Murat KANTEKİN / YENİ ULUS GAZETESİ – İhsan Eliaçık. Bambaşka bir ilahiyatçı profili. AKP döneminde birçok kişi iktidara yaklaşırken o, iktidarın nimetlerini reddedip bambaşka bir yol çizmiş ve peşinden kitlelerin gelmesini sağlamış bir din araştırmacısı, yazar ve düşünür.

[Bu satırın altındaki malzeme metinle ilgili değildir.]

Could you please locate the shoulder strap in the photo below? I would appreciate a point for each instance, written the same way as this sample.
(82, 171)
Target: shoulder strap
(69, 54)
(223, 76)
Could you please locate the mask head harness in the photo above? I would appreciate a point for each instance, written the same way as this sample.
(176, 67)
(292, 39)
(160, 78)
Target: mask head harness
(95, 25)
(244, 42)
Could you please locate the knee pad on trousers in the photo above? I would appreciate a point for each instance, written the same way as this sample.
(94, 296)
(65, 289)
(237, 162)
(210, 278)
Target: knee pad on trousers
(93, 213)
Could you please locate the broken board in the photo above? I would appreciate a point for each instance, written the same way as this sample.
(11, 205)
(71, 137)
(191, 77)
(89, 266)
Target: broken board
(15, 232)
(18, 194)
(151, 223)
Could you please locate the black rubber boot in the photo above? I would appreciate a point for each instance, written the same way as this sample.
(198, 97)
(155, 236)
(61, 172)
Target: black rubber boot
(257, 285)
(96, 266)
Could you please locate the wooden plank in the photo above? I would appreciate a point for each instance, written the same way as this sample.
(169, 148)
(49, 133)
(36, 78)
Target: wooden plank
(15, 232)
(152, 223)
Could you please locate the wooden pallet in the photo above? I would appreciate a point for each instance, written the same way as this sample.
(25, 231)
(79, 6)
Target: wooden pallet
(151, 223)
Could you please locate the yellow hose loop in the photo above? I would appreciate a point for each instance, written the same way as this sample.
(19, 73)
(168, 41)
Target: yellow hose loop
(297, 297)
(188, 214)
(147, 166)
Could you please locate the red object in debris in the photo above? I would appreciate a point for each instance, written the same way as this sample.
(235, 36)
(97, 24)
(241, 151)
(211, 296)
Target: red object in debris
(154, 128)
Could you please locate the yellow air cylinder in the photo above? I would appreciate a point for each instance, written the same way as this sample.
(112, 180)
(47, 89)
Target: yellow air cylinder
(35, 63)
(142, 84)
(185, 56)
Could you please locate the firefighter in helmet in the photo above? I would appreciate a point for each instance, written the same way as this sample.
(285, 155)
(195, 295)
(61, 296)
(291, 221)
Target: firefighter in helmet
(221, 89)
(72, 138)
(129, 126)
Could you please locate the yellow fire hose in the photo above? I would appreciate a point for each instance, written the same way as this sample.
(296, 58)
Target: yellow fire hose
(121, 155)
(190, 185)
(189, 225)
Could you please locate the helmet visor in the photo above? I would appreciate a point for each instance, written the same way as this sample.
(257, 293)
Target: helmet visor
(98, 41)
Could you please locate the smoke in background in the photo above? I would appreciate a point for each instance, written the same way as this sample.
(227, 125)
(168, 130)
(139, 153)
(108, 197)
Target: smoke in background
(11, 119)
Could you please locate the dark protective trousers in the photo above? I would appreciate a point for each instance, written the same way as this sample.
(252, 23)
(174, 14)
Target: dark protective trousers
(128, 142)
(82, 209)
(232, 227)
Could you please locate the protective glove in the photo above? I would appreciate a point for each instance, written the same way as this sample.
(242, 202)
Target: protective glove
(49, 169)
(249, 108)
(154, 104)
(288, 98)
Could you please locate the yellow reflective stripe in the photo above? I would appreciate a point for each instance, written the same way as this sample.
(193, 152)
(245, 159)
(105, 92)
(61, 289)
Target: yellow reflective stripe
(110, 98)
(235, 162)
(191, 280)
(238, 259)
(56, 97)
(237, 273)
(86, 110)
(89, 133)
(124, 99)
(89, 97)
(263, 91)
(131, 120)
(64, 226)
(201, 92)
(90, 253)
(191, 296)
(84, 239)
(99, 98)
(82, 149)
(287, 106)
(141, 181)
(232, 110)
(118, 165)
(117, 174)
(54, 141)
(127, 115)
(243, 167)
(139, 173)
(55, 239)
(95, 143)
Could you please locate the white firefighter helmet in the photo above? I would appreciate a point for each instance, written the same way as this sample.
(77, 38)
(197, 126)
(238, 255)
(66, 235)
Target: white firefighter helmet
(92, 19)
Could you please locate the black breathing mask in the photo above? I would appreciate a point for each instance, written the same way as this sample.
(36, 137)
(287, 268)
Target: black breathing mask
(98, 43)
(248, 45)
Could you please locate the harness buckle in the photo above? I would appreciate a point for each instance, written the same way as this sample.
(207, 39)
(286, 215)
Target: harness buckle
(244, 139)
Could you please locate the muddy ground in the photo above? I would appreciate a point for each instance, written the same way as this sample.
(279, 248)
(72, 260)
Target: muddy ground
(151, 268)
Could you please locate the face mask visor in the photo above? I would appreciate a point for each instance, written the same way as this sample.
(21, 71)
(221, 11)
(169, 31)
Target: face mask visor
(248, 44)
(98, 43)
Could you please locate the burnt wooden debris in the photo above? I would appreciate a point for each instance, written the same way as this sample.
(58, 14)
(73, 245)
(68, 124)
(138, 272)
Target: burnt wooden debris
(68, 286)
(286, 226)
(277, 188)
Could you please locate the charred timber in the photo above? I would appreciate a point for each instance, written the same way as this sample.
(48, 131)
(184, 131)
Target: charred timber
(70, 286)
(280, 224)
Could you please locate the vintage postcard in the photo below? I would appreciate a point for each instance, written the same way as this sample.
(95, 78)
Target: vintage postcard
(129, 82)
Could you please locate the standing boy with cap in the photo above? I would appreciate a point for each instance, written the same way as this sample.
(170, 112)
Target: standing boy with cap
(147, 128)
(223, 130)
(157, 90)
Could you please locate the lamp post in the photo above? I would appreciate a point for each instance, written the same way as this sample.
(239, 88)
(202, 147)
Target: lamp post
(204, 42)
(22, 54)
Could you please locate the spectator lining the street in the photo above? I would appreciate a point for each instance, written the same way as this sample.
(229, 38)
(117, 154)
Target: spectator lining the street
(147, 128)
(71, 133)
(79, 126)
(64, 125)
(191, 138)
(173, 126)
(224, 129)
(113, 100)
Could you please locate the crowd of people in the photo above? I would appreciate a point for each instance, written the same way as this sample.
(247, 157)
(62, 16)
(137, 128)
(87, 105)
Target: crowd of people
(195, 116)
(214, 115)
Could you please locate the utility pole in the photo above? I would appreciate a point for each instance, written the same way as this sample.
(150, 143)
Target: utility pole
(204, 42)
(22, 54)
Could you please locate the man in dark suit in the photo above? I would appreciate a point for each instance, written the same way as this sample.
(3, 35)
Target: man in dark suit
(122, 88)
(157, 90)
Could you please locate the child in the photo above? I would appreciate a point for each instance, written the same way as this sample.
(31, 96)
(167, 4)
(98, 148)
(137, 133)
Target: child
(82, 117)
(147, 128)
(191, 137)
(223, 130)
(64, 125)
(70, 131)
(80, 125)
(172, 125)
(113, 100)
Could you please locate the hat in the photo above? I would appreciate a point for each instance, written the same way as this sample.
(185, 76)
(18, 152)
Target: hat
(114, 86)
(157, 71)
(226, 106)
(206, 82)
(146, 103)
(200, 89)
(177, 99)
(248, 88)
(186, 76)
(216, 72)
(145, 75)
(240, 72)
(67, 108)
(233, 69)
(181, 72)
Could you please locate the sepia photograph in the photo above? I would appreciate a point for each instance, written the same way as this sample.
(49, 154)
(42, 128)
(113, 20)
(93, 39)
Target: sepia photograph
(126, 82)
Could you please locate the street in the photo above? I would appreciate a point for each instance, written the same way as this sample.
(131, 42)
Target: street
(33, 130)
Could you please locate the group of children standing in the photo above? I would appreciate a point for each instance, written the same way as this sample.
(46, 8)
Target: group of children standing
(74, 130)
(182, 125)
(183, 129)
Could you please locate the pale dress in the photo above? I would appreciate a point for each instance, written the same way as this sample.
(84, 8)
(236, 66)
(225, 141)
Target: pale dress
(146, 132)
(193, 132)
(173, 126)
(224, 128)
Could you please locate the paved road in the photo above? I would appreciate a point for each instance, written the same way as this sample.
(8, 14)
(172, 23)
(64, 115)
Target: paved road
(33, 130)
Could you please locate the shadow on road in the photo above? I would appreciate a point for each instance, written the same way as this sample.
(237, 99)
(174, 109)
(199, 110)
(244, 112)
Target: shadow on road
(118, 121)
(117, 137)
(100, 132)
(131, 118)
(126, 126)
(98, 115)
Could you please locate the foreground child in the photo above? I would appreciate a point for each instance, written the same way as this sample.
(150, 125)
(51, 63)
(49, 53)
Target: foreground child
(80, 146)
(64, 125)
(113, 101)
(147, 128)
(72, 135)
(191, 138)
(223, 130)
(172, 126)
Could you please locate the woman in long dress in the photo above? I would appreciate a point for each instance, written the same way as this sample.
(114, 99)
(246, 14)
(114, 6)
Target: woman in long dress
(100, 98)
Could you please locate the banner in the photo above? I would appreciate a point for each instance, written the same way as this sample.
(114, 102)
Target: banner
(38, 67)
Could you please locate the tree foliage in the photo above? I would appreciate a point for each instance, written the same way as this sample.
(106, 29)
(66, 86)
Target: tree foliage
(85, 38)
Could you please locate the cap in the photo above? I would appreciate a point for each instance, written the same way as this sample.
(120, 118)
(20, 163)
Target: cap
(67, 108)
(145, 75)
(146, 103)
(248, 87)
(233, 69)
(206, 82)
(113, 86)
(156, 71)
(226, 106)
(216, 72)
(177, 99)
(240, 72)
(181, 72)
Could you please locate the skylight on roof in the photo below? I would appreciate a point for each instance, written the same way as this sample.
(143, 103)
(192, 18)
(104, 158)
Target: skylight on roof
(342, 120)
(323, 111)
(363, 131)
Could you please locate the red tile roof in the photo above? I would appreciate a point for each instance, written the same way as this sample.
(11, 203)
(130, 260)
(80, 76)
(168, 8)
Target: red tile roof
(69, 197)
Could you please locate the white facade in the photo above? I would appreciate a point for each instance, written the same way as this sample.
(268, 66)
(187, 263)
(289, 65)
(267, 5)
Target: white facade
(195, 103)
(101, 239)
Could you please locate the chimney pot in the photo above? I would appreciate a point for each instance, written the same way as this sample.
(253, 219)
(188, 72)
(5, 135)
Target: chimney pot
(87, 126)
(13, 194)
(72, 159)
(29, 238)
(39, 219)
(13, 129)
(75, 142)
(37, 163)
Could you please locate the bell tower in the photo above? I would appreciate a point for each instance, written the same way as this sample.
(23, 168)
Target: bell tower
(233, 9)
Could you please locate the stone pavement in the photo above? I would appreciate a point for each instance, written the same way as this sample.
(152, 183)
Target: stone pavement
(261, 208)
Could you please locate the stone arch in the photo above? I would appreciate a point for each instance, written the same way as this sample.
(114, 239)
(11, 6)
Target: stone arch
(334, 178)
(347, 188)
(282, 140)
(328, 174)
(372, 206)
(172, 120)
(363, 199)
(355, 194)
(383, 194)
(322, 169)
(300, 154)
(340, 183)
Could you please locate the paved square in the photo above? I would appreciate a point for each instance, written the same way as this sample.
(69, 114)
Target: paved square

İhsan Eliaçık, AKP’nin din anlayışından Türkiye’nin laiklikle imtihanına, İslam’ın özünden koparılmasından toplumsal duruşa kadar birçok konuda sorularımıza doyurucu yanıtlar verdi. Konuşurken bizim fazlasıyla keyif aldığımız bir söyleşi oldu. Eliaçık, siyasal İslamdan farkını birkez daha ortaya koydu ve “Devlet dindar nesil yetiştiremez. Türkiye laik değildir” dedi

“Müslüman Anti Kapitalist olmalıdır”

* Hocam, ‘Allahlı komünist mi, çağdaş muhafazakar mı?’ Kendinizi nasıl tanımlıyorsunuz?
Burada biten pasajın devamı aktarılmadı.